Top | Fish and Seafood
Gravlax (Cured Salmon)
(recipe, Caroline Cummins)
This classic Scandinavian dish is an adaptation of a recipe created by San Francisco chef Traci Des Jardins for Chow magazine. Serve with cold marinated potatoes, mustard sauce, bagels and cream cheese, draped over crackers and crème fraîche, or just plain.
- 2 cups sugar
- 2 cups kosher salt
- 2 Tbsp. cracked peppercorns
- Zest of 1 medium lemon
- 1 large bunch of fresh dill, coarsely chopped (stems included)
- 1 small bunch or handful of fresh flat-leaf parsley, coarsely chopped (stems included)
- 1½ lb. fresh salmon fillets (each about ½ inch thick), skin on (scales removed), pin bones removed
- In a bowl, mix together the sugar, salt, and cracked peppercorns. In a separate bowl, mix together the lemon zest, dill, and parsley.
- Pour about half of the sugar/salt/pepper mixture into a large, flat baking dish. Arrange about half of the zest/dill/parsley mixture on top. Dredge the salmon fillets in the remaining sugar-salt mixture, then nestle them in the dish. Arrange the rest of the zest and herbs atop the salmon, then pour the rest of the sugar-salt blend on top.
- Place another, smaller baking dish (nesting Pyrex dishes are nice) on top of the salmon and place weights in the upper dish (canned goods work well). Put the entire assembly into the fridge and leave it alone for 10 to 12 hours.

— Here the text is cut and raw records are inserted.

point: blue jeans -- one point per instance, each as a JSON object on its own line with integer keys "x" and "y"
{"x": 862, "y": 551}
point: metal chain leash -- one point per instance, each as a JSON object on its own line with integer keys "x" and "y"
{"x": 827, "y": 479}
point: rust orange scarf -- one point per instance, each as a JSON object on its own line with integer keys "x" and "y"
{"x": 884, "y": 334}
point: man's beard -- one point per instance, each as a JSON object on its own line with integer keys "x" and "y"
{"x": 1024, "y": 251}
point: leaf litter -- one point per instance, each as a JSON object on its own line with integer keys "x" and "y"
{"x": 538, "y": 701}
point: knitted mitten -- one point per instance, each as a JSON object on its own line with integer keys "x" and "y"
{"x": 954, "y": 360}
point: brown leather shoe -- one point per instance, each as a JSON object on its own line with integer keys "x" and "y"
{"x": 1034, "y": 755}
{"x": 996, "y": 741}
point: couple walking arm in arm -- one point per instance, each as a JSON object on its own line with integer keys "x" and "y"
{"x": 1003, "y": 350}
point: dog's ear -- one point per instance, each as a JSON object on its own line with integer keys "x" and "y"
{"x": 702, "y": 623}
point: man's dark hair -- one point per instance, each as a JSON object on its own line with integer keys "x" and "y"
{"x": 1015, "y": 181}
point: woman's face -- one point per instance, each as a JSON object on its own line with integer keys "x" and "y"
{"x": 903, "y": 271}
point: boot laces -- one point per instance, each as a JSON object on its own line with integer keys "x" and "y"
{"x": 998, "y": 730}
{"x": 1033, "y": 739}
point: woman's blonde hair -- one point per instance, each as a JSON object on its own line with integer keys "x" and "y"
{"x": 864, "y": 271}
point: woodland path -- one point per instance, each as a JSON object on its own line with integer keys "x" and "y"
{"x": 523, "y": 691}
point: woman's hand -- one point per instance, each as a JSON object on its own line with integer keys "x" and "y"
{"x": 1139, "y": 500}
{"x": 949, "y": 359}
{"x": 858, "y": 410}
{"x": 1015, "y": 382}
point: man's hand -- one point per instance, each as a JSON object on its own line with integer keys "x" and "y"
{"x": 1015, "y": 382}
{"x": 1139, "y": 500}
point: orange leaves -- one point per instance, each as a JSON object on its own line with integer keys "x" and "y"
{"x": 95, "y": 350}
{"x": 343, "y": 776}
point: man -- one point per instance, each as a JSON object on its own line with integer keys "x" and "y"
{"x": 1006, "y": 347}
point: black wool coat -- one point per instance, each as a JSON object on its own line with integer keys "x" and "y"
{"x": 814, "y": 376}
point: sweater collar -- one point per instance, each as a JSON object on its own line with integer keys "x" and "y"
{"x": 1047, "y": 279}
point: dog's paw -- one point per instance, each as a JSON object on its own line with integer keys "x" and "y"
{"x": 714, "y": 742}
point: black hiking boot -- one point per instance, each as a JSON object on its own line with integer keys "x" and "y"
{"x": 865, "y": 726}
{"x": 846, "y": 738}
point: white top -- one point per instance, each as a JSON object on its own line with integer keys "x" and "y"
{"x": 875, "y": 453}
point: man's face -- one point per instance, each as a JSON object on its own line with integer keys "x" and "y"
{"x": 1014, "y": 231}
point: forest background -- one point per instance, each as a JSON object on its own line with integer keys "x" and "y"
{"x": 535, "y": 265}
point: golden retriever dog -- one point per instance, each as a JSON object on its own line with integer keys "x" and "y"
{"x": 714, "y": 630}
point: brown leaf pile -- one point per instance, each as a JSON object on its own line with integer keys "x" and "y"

- Check the fish by scraping off some of the curing mixture; if the fish is pliably soft but no longer raw-feeling, it should be done. If you’re not sure, taste a slice; it should resemble lox in texture and taste, although it will look more translucent. (Be careful not to overcure the fish; it will gradually turn hard around the edges and eventually turn into fish jerky.)
- Brush off the curing mixture, rinse the fish under cold water, and pat dry. Slice the fish thinly at an angle (this makes it easier to cut the slices away from the skin) and serve at room temperature.